# Fishtank TV



## TwoStrokeKing (Mar 24, 2011)

Im also a member. Check this site out guys! its so sick!


----------



## Chavaliay (Apr 25, 2011)

^ what he said


----------



## littlebittyfish (Feb 13, 2011)

I bookmarked the page. It looks really cool...I will be checking that site out a little later today.roud:


----------



## AquaStudent (Jan 4, 2011)

bump for a great site


----------



## VegasSurfer (Apr 17, 2011)

I have been a member for a while now and I have literally learned everything I know about aquarium keeping from fishtanktv. Please check it out if you want to share your knowledge or gain knowledge.


----------



## Patriot (Dec 22, 2010)

I agree with everything said....more people should check this site out.


----------



## frrok (May 22, 2011)

Fishtank tv is sick! Dirt all the way!


----------



## Patriot (Dec 22, 2010)

frrok said:


> Fishtank tv is sick! Dirt all the way!


I never thought dirt would work well or that a aquarium is a place for it. This site sure opened my eyes along with Dustin's videos


----------



## Gatekeeper (Feb 20, 2007)

Dirt and mineralized topsoil tanks have been used for years. Nothing revolutionary about it. Tons of info on many sites.


----------



## AquaStudent (Jan 4, 2011)

FTTV is a great community for all levels of hobbyiests. We have people involved in Freshwater, saltwater, reefs, brackish, planted...you name it

Beginners should check out the guides and tutorial videos and stop in and ask questions in the chat.


----------



## JasonG75 (Mar 1, 2011)

LOVE it...well not so much the website but Dustins's Youtube videos.

WHATUP fishtank people


----------



## audioaficionado (Apr 19, 2011)

Interesting, but I still like TPT better.


----------



## JasonG75 (Mar 1, 2011)

audioaficionado said:


> Interesting, but I still like TPT better.


 
Agreed....a *whole LOT* of little Kids over there.


----------



## AquaStudent (Jan 4, 2011)

Check it out in the evenings...that's when the adults are on


----------



## happi (Dec 18, 2009)

i stop watching his video when i saw him comparing his dirt with aquasoil


----------



## AquaStudent (Jan 4, 2011)

He does have a very good recipe of dirt and dirting an aquarium is significantly less expensive than purchasing aquasoil or another "elite" substrate for plants.


----------



## Gatekeeper (Feb 20, 2007)

AquaStudent said:


> He does have a very good recipe of dirt and dirting an aquarium is significantly less expensive than purchasing aquasoil or another "elite" substrate for plants.

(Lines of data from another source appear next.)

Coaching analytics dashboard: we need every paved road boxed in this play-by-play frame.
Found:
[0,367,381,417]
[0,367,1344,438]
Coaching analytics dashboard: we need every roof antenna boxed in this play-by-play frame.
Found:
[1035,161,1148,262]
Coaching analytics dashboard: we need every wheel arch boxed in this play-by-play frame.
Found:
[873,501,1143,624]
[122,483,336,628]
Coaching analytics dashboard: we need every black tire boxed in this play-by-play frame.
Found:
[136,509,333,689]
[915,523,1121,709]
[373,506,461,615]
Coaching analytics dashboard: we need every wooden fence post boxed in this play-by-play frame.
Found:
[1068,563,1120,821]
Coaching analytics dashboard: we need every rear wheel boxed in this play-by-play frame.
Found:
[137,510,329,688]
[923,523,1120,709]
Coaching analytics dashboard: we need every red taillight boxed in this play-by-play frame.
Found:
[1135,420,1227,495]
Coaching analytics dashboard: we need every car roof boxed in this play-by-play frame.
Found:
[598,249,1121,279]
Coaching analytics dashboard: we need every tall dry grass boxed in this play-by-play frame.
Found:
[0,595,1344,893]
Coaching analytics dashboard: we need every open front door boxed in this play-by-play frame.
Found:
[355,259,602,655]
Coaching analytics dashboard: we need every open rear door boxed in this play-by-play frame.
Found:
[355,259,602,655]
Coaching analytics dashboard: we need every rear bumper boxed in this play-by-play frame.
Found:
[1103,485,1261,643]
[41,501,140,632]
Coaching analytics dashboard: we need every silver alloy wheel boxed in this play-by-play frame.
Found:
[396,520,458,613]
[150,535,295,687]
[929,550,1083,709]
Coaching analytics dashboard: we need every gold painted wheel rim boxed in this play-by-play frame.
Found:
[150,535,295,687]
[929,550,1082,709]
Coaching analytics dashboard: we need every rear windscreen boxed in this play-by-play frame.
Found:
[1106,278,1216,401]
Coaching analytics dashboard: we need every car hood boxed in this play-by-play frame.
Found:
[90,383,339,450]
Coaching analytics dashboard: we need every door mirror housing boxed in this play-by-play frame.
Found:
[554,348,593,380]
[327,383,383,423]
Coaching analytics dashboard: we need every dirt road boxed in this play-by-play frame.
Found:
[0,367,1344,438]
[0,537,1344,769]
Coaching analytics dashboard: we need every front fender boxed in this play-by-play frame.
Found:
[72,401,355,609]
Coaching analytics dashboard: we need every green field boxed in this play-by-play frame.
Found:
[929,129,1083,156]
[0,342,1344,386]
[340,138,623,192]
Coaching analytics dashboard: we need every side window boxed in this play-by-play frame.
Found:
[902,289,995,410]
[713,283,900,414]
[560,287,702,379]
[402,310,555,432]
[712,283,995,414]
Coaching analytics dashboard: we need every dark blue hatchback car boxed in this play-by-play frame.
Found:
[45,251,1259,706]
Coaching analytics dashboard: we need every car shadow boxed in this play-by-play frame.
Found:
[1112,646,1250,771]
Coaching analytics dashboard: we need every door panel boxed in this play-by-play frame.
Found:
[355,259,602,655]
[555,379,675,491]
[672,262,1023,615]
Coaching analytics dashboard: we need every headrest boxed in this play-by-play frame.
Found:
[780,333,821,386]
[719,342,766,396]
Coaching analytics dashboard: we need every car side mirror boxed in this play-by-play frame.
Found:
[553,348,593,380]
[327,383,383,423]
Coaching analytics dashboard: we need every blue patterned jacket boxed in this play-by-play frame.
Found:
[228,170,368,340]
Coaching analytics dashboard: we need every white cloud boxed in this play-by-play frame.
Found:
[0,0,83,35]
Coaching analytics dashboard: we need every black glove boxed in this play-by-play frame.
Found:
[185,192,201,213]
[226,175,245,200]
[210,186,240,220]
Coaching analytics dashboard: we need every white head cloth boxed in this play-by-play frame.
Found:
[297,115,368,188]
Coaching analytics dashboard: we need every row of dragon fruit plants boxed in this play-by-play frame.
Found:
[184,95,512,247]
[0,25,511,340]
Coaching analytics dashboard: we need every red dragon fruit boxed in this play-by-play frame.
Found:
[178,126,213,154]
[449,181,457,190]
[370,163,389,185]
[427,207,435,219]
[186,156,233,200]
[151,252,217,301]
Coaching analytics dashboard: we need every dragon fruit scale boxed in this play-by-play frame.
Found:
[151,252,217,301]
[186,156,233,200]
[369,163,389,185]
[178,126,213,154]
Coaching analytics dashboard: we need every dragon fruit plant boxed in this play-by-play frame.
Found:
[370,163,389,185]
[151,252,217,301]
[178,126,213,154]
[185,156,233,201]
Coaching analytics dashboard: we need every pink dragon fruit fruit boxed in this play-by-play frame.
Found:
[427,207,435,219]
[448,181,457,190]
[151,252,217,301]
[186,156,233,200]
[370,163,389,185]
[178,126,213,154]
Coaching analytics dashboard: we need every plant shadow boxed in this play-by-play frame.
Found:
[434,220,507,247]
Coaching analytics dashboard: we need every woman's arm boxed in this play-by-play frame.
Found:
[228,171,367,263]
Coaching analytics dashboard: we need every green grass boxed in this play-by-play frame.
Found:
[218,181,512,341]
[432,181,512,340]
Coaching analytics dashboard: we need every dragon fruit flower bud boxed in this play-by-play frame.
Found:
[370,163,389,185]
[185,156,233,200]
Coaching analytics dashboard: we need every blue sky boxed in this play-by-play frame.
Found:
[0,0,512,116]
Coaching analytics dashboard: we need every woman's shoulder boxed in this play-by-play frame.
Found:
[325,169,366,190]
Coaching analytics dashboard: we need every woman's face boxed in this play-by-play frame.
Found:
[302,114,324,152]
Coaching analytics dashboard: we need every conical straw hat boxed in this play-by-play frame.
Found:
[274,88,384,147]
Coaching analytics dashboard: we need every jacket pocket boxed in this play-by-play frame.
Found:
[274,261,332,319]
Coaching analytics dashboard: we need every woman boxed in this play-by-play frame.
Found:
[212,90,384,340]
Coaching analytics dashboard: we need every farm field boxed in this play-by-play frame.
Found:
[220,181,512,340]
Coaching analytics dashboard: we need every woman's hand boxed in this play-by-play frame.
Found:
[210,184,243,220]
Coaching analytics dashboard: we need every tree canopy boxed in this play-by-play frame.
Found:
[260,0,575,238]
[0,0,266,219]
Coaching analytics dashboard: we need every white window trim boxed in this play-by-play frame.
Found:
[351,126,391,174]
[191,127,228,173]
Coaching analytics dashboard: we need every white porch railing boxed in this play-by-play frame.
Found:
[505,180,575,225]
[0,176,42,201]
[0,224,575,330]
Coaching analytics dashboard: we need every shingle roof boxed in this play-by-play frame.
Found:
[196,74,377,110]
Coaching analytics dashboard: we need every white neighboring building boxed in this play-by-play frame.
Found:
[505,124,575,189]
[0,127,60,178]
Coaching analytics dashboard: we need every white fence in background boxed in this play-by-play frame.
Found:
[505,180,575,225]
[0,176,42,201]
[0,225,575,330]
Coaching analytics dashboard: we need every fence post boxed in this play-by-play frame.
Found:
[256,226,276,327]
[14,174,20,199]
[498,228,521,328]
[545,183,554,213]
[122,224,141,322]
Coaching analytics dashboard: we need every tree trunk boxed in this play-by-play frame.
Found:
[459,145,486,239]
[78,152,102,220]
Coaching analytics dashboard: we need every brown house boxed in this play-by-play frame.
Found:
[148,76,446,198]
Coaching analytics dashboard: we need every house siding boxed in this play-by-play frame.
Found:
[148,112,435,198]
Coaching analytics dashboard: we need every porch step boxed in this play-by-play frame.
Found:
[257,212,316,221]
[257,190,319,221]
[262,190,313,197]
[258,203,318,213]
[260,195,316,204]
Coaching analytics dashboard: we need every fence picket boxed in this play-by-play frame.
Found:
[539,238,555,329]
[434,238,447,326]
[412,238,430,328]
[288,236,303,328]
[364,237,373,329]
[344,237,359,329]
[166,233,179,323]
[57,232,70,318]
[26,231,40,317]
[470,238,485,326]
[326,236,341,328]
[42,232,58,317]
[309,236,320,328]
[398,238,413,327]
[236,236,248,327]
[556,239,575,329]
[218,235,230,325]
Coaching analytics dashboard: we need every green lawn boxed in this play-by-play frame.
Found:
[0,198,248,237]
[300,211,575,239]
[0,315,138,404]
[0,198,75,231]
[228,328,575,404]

Once again, nothing revolutionary here. Its been done for years and explained by many.

He does have some great resource information, and provides a lot of his experiences and incite on setups, planning a tank, setting up a tank, etc. To a beginner, I can see great value in his videos.

However, there is a lot of fluff too. It seems like all his videos are a sales pitch to buy his plants (expensive too!), bumper stickers and tee shirts. He has a foul mouth and his in depth information is crude. He can't even pronounce half of the plants he is growing and it doesn't seem that he can provide any foundation to how/why and what plants need to grow other than "dirt". 

He can grow plants with dirt. Anyone can do this. People should take out what they need to from these videos and develop there own experiences and knowledge. Most of this hobby is driven by experience. No tank is the same. Leave the remaining at face value, entertainment.


----------



## AquaStudent (Jan 4, 2011)

Dirt is cheap and works very well. No, it's been done before, but he is making a name for himself using his own recipe (I don't know how different his recipe would be to Walstad's dirt...He adds extra things like iron from iron based clay or other substances). Either way, it works.

I agree with you GateKeeper. Lots of his videos are promotion to buy his plants but that's what he wants to do. He is trying to be able to quit his day job and grow aquarium plants and breed fish for a living instead of just a hobby.

I'm not sure about the pronunciations because I can't pronounce the scientific names of many of the plants. Some I don't even want to try so I'm not going to hold anything against him on that.

His videos provide a basis for hobbyiests and provide a resource. I found his videos on DIY C02 and fertilizers very helpful when I was first starting out. I expanded on this basis with my own experience and am now keeping a med/high tech nano setup and I'm only nine months on my journey into the hobby.

Dustin's videos provide a good introduction for new hobbyiests. The FishtankTV community is a great resource for greenhorn and veteran hobbyiests alike and can help each other dive deeper into their hobby.


----------